[Backtrace] 4.9 and 5.1-RELEASE occasionly panic on RAM > 4GB
without PAE (long)
=?gb2312?B?WGluIExJL8Du9s4=?=
delphij at frontfree.net
Wed Dec 17 16:40:54 PST 2003
Hello,
One of my friend is operating servers on a big ICP in China. They found that
if they run FreeBSD 4.9 or FreeBSD 5.1-RELEASE on their server, which has
more than 4GB RAM installed, then they will occasionaly have the server
panic'ed, or even rebooted without any reason.
The server hardware is: P4-Xeon-2.4G*2, 4G RAM(DDR266), 146G*2 on asr(4)
RAID-1. The kernel is not quite different from GENERIC, except that we have
AUTO_EOI1 enabled. When PAE is enabled, then the kernel will not recognize
the asr(4) device, and thus would refuse to boot from it, so we have it
disabled.
This problem afffects 4.9-RELEASE and 5.1-RELEASE. As the ICP is a
conservative user, they will not run -STABLE, nor -CURRENT. I have turned
the debugging symbols on their server and grabbed the following backtraces.

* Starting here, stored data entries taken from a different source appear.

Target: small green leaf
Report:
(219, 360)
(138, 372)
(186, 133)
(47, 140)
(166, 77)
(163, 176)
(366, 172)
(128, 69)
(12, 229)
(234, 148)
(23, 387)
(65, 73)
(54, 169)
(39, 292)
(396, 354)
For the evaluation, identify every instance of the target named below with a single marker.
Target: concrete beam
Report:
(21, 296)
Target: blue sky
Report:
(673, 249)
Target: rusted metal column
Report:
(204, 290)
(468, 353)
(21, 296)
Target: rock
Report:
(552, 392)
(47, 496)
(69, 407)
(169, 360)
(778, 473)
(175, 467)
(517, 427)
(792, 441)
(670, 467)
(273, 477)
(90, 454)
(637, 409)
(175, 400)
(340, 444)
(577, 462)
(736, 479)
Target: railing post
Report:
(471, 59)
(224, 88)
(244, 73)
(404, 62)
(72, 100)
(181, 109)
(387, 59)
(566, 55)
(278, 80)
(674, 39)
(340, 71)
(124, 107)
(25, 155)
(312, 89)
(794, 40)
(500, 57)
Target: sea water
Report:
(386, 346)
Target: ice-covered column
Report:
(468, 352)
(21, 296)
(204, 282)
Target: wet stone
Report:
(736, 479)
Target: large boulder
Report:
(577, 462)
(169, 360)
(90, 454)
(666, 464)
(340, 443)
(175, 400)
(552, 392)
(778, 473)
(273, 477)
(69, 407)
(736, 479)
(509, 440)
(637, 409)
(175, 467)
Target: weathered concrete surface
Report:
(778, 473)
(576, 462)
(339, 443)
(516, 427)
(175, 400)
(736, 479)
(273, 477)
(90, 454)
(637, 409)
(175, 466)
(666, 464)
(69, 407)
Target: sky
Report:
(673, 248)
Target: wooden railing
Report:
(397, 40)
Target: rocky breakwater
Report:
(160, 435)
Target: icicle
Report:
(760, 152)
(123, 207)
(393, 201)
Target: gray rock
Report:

Also, I have found how to reproduce this problem on a machine running with >
4GB memory without a PAE configuration, which, in my opinion, should not
cause a kernel panic because it's just a resource hungry program and all it
will do should, at most, hang the system, or even being killed directly by
the operating system.
-----------------------------------------------------------------------
#include <stdio.h>
#include <stdlib.h>
#include <sys/types.h>
#include <unistd.h>
int main()
{
char* s;
int p;
int d;
d = 4096;
for(;d>0;d--)
{
p=fork();
if(p==0)
{
s=malloc(1024*1024);
if(s==NULL)
printf("Pid %d malloc(1024*1024) failed\n",getpid());
else
memset(s,0,1024*1024);
while(1);
}
else if(p==-1)
printf("Fork() %d failed\n",d);
else
continue;
}
return 0;
}
-----------------------------------------------------------------------
Unfortuantelly, this will cause panic after a short while. We got these
backtrace:
gdb /usr/src/sys/compile/DELPHIJ/kernel.debug -k vmcore.2
GNU gdb 4.18 (FreeBSD)
Copyright 1998 Free Software Foundation, Inc.
GDB is free software, covered by the GNU General Public License, and you are
welcome to change it and/or distribute copies of it under certain
conditions.
Type "show copying" to see the conditions.
There is absolutely no warranty for GDB. Type "show warranty" for details.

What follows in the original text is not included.